Walking in my shoes – accessibility explained
Elizabeth Walsh is a founding member of Clonakilty Access Group and current Chair. She fosters the idea that there is a whole range of business opportunities being lost as a result of lack of accessibility; people with disabilities, their friends and family, will give patronage where they can access. Out of this ‘Clonability’ was born, an initiative between Clonakilty Access Group and Clonakilty Chamber of Commerce, whereby, simple steps are laid out to enhance business opportunity through providing access to customers/visitors, encouraging tourism.
Each and every day our lives impact on each person’s life whose path we cross, metaphorically and physically, positively or negatively!
Our lives have altered, our routines have altered, our streets have changed, become empty and echoing of the voices and bustle, laughter and noise of humanity living ordinary lives.
There is a marked absence of People with Disabilities (PWD) out and about, their colour and glamour, their laughter and smiles are missing from our society, even if ‘society’ only extends to the supermarket and home again or for exercise. Senior people are missing from our society. Of course, these categories of people may have been requested to cocoon or stay indoors or apart for their own safety. However, how fast the world loses colour, vibrancy and momentum without them!
The utter selfless, kindness of humanity, in reaching out in a myriad of ways, to various categories of person during the present crisis is totally amazing, how in so many ways, so many people have offered assistance from those in need of support, to those on the Frontline, ensuring no one is forgotten, or left behind.
It might be as though a curtain has lifted and the importance of every human being has become apparent, those whose jobs might not have been aspirational for school leavers before this pandemic struck, yet these are the very people who are keeping our country and us going, keeping people alive and healthy, working on the Frontline for everyone.
The needs and safety of senior and more vulnerable people have been recognised too with supermarkets designating special shopping times for these categories of person.
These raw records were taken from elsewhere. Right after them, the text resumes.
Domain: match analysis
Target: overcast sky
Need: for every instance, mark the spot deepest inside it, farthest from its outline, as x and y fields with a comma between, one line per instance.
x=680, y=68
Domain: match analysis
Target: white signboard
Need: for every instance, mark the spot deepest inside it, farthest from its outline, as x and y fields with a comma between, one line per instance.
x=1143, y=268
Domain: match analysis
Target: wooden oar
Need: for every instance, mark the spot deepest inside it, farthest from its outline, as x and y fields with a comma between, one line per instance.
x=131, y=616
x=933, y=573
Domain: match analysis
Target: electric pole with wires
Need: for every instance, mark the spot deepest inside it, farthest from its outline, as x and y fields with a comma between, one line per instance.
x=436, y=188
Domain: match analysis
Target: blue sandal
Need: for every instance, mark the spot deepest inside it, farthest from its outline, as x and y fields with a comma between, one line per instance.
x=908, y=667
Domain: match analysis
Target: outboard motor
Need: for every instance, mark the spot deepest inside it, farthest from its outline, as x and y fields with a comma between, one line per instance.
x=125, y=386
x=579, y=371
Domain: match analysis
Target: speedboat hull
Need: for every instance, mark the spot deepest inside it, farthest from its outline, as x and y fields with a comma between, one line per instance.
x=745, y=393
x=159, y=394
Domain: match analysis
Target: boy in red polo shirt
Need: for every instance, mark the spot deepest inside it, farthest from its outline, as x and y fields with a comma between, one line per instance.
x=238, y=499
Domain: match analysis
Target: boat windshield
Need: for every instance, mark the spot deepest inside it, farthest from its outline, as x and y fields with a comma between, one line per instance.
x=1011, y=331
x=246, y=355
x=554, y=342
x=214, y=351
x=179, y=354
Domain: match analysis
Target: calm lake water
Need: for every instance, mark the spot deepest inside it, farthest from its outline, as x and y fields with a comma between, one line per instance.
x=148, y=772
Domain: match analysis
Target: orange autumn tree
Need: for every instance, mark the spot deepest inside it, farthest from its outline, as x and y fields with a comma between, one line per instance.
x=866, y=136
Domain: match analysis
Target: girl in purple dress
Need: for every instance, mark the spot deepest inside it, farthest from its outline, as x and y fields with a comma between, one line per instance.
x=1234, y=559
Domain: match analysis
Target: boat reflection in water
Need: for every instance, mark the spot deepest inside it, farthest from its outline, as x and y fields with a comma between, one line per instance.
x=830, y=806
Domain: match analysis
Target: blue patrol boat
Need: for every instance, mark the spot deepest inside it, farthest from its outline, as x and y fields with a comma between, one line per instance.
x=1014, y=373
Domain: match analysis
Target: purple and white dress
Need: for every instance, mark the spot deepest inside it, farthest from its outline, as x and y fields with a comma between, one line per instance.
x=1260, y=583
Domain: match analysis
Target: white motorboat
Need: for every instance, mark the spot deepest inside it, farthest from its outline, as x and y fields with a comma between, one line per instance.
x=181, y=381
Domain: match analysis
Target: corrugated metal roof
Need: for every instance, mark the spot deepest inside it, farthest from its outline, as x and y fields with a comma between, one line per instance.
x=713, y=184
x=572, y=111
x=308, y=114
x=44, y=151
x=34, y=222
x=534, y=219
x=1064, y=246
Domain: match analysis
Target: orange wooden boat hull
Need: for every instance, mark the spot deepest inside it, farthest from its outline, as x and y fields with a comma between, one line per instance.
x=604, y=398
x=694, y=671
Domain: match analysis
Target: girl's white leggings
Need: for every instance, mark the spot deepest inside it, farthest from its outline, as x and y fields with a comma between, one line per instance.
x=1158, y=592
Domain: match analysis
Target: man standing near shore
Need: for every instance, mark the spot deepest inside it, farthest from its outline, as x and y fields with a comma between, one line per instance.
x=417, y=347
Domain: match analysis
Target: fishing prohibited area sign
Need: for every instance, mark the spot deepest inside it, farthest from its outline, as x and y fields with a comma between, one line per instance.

In Dublin, certain parks have designated exercise times exclusively for these categories of person. This is all so welcome.
Why has it taken a pandemic to cause it to happen? Can we continue in this incredibly kind thoughtful, generous, altruistic way of living, when we once more begin to use the streets and towns which we love? Will we remember the needs of PWD? Will we recall that it may not be safe to rush past a PWD using a walking aid as they might fall, or that a guide dog owner requires extra width on the foot path, or that a person using a walking aid may not be able to side step easily or quickly?
We can create a world of our choosing, we just continue in kindness and thoughtfulness towards everyone, ensuring there is a space for everyone, every category of person and respecting their right to be there.